Claudio fue desplazando lentamente la mirada por los ocupantes de la habitación, y Cato se dio cuenta de que el hombre aún estaba muy afectado por el atentado contra su vida. Tenía un pequeño corte en el cuello que había estado sangrando libremente durante un tiempo, y un hilo de sangre seca le bajaba hasta el borde de su túnica blanca, donde había formado una pequeña mancha. Se inclinó hacia delante, apoyó el codo en la rodilla y se acarició la mandíbula con dedos nerviosos. Finalmente, se recostó en su asiento y carraspeó.

—Por los dioses que alguien va a p-p-pagar por esto —señaló los dos cadáveres con brusquedad—. Éste es el d-d-destino que le espera a todo el que esté relacionado con esta conspiración. Quiero sus cabezas expuestas en el Foro para que las vea todo el mundo. Quiero que sus f-familias sean enviadas al exilio. A sus seguidores se les arrojará a los leones de la ar-arena —tragó saliva y tosió, conteniendo su ira.

Siguió tosiendo un momento y crispó la cabeza violentamente mientras se esforzaba por recuperar el dominio de sí mismo. El acceso pasó por fin y miró los cadáveres con gesto furioso y en silencio, hasta que éste se hizo insoportable. Narciso se mordió el labio y dio un suave paso adelante para llamar la atención del emperador.

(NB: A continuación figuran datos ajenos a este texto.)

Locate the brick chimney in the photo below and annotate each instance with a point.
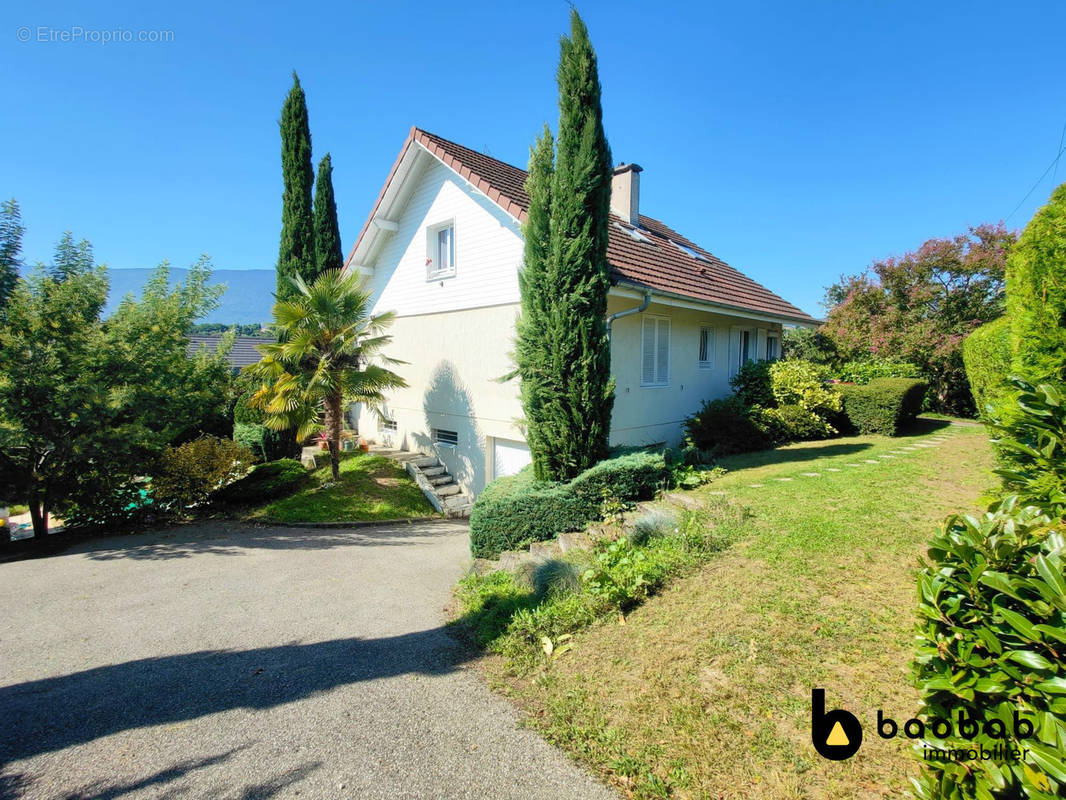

—¿Señor? Quizá sería mejor empezar con el informe del tribuno Burro —sugirió Narciso.

Claudio lo pensó un momento y asintió con la cabeza.

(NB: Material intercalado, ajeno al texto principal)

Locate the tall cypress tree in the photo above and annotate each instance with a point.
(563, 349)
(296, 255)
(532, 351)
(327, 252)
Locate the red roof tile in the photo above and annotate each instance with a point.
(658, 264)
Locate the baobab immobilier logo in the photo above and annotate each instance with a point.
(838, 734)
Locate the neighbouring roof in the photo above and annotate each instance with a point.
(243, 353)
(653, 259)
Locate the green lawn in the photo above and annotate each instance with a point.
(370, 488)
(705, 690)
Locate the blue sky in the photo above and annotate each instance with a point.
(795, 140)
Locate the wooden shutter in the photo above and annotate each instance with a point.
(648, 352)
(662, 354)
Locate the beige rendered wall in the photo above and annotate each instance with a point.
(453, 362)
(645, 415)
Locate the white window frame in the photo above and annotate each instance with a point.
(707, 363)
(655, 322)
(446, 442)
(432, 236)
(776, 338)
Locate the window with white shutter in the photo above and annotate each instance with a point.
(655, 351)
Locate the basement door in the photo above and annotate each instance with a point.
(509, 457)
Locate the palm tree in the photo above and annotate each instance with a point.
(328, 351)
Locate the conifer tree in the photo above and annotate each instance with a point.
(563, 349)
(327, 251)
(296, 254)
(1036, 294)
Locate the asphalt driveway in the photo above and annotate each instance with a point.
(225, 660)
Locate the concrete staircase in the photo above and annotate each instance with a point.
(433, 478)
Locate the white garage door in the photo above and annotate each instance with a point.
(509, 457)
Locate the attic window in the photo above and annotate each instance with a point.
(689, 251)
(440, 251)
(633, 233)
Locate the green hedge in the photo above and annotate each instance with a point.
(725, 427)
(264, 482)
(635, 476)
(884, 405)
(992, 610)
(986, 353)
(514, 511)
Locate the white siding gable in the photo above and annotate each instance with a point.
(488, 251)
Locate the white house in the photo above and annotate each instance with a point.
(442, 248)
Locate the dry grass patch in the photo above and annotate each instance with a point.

—Sí… Sí. De acuerdo. ¿Y bien, tribuno? Explícate. Ve al g-grano.

Todas las miradas se posaron en Burro cuando éste avanzó y se situó frente al emperador. Iba inmaculadamente ataviado, como de costumbre, y llevaba el casco con penacho debajo del brazo. Hizo una reverencia brusca antes de empezar a hablar.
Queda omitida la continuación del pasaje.